In the first part of this series, we explored how AI can support product design through learning, idea generation, and user research. In this second part, we'll cover three more ways AI can refine your process — focusing on design systems, collaboration, and product strategy. The goal in each case is the same: stay in control, use AI as a partner, and keep human judgment at the center of every decision.

4. Design System Refinement

Design system creation is time-consuming. You're making careful decisions, working from brand colors or inherited brand guides, standard type scales, and a wide range of usage contexts. The work often involves tedious, repetitive tasks: populating tokens, organizing styles, scaling values across a consistent naming system.

AI can assist with the repetitive parts — but you're still the one making the decisions. AI doesn't have taste, and it doesn't understand the context and human nuance behind a brand. You still need to guide the process. Think of it as having a very fast assistant who can execute on your direction precisely, as long as you've been precise in giving it.

One technique worth knowing: the meta-prompt. Instead of asking for an immediate answer, a meta-prompt asks AI to first generate a detailed prompt for you — a higher-level instruction that co-creates the structure of your request so you get more tailored, powerful results.

Example prompts to try

Refine this brand color palette for a cohesive and balanced visual system using a harmonious color scheme (complementary, analogous, or split-complementary). Create system colors (error, success, warning, info, background, text) that are distinct yet cohesive. Provide hex codes and clear, human-readable names for each. [paste brand colors]

Using a modular ratio of [1.25], create a scalable type system for a digital product using [font name] with 4 heading sizes and 2 paragraph sizes. Use a consistent naming convention (like fontSizeHeading1). Calculate REM values based on a base font size of 16px, and suggest line heights for accessibility. Present the result as a table with token name, pixel size, REM value, and recommended line height.

5. Designing for Collaboration

As a design project grows, assets accumulate and files become harder to navigate. Keeping everything organized — and providing clear guidance to developers during implementation — is its own discipline. AI can help by offering structured advice on categorizing and documenting your assets.

While AI can't directly interact with your design tools, you can describe your setup and get specific recommendations on how to organize files, name components, and structure your Figma document for handoff. By delegating the organizational thinking to AI, you free up mental bandwidth for the design decisions that actually require your judgment.

Example prompts to try

Explain how atomic design relates to how design assets are organized, specifically in the context of forms and form fields.

Explain how using the BEM naming convention can help organize Figma design assets and create a smoother designer-to-developer handoff.

The result is a design system that functions as a collaborative, well-documented asset — one that supports efficient workflows rather than creating friction for the people building from it.

6. Product Strategy

Developing a robust product strategy is essential, but organizing the raw output from workshops and user interviews can be overwhelming. Stickies, notes, screenshots, and affinity clusters accumulate quickly. AI can act as a second set of eyes — sorting through unstructured data to create logical themes and groupings.

In practice, this looks like sharing screenshots of sticky note boards or pasting raw interview notes and asking AI to group them by similarity, then cluster those groups into broader themes. The AI doesn't replace your interpretation, but it dramatically reduces the time spent on the mechanical sorting work — so you can get to synthesis faster.

Example prompts to try

I have a collection of sticky note insights from a user research workshop. Each note contains a short statement from a participant. Please: (1) organize them into rows or groups by similarity to identify how many times a topic was mentioned, and (2) cluster these groups into broader themes (e.g., pain points, communication issues, technical issues). [paste notes]

Take a look at this customer profile in the Value Proposition Canvas. Based on the customer jobs, pains, and gains provided, suggest ideas for the left side of the canvas: features, services, and solutions that could create strong product-market fit. Ensure suggestions are relevant to the design context and directly address the noted pain points and goals of the user group.

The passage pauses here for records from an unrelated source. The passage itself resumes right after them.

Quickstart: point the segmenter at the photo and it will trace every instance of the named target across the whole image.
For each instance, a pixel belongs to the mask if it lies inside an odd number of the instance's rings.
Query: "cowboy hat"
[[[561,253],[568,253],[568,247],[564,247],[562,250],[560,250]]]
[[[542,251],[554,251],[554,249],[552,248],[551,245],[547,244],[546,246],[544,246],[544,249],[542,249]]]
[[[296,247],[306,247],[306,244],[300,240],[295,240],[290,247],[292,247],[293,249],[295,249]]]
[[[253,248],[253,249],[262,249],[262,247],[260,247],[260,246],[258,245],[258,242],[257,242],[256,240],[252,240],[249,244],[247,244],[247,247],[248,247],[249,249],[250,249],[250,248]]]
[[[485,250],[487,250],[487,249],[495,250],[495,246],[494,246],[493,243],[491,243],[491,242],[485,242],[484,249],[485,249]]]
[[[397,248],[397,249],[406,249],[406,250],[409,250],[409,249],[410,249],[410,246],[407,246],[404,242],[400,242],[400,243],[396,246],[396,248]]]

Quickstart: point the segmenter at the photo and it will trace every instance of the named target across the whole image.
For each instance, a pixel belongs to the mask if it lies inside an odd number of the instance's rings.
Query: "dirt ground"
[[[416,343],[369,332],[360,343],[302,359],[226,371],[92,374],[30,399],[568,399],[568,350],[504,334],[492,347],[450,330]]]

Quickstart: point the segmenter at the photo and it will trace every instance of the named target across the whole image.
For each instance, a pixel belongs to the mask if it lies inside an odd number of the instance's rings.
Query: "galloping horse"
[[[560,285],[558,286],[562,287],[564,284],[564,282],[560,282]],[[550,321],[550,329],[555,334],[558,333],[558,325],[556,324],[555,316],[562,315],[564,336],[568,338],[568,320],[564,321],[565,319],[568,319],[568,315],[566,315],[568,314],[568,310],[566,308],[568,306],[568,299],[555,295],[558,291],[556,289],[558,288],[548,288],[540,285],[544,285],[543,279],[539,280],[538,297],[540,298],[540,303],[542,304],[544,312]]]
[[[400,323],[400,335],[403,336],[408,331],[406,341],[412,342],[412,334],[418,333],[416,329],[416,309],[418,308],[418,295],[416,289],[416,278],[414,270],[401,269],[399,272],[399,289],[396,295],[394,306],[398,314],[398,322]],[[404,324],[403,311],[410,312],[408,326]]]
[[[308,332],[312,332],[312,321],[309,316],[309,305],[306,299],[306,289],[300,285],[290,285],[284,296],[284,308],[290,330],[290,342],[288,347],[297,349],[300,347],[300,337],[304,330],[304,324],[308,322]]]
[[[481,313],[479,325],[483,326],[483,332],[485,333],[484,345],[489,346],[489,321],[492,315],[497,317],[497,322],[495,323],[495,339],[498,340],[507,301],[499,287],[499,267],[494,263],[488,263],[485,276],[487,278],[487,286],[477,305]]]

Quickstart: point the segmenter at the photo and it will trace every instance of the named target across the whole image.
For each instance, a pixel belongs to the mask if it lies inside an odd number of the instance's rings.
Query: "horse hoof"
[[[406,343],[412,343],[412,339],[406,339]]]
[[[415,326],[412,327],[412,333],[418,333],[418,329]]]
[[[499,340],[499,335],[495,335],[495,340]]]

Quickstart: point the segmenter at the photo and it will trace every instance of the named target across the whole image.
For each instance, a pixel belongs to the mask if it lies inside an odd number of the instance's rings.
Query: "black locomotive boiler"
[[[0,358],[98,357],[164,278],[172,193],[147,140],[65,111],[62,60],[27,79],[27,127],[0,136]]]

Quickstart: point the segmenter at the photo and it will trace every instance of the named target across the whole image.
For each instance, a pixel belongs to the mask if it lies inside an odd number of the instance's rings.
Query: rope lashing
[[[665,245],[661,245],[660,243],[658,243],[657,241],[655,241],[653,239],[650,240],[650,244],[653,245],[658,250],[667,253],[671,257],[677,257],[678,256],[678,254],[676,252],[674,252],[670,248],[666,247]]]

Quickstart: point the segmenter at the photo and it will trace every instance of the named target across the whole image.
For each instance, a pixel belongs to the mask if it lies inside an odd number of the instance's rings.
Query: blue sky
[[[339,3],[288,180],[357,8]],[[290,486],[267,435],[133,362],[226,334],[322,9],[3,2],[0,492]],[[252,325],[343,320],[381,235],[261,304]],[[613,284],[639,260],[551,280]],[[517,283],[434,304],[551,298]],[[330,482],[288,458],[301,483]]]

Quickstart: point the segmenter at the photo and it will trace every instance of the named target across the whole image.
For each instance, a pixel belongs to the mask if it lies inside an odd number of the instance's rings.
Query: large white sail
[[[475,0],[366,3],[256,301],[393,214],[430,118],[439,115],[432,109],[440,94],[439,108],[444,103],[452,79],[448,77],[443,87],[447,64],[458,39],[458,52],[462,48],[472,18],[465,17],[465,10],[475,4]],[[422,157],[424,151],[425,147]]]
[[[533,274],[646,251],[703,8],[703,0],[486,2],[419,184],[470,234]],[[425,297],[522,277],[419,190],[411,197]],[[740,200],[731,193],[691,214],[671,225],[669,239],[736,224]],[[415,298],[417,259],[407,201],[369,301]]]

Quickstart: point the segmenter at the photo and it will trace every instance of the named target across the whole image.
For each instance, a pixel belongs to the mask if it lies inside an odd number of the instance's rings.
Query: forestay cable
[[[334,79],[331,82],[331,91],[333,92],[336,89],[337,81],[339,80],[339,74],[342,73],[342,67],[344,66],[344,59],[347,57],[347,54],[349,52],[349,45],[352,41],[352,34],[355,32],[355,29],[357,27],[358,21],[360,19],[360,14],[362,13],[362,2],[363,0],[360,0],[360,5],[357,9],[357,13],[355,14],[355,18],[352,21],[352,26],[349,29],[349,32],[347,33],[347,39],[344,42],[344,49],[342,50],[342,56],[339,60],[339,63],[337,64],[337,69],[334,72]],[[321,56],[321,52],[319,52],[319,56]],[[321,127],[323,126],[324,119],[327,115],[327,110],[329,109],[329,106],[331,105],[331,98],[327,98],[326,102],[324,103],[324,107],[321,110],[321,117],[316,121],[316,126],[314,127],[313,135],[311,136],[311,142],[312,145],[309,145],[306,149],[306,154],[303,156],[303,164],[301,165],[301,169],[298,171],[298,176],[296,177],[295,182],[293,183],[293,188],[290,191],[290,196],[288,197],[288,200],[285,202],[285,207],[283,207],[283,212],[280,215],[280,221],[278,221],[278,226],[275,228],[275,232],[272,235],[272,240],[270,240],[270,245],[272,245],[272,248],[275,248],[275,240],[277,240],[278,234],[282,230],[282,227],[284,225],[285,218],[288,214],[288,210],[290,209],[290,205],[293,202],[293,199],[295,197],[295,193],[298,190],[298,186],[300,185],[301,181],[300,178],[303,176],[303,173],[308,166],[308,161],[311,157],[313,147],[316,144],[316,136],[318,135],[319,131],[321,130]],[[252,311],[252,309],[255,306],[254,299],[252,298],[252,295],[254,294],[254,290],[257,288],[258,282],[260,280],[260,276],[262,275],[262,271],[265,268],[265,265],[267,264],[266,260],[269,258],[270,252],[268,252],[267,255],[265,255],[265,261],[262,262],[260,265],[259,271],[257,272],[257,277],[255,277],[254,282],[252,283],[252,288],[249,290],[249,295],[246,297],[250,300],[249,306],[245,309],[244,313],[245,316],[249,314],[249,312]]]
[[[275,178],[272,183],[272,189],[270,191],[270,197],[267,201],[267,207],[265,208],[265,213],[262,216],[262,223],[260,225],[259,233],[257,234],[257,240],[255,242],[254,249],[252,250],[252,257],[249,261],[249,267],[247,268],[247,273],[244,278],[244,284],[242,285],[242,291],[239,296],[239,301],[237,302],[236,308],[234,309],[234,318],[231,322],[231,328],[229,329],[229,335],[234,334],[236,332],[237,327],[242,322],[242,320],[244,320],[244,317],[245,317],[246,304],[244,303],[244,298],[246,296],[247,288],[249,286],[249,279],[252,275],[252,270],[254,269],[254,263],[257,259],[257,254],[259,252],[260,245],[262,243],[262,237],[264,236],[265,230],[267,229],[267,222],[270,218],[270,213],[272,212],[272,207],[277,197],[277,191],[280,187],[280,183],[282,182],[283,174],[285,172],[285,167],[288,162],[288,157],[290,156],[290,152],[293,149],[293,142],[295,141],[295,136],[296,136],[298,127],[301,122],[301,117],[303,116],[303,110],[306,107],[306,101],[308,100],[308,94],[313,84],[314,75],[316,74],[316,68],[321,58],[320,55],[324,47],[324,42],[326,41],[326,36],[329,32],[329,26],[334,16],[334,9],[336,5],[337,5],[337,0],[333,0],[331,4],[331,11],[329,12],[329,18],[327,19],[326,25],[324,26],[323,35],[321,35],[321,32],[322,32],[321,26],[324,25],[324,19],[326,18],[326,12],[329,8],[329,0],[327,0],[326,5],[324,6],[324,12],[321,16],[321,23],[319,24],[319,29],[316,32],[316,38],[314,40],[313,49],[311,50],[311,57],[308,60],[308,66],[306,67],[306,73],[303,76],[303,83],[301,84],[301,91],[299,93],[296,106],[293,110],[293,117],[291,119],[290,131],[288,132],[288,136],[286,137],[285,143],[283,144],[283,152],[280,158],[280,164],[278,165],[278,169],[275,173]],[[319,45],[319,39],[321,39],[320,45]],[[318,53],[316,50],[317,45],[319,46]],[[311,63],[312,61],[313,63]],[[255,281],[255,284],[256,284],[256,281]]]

Take the following product feature suggestions [paste/add file] and organize them into an impact/effort matrix. Each feature should be placed in one of four quadrants: Quick Wins (high impact, low effort), Major Projects (high impact, high effort), For a Rainy Day (low impact, low effort), and Time Wasters (low impact, high effort). Provide a clear explanation for why each feature belongs in that quadrant.

Across all three areas — design systems, collaboration, and strategy — the pattern is the same. AI accelerates the foundational work so you can focus on the bigger picture. It lightens the load of managing early-stage data, organizing assets, and scaling visual systems. It can't replace human intuition, but it can clear the path for it.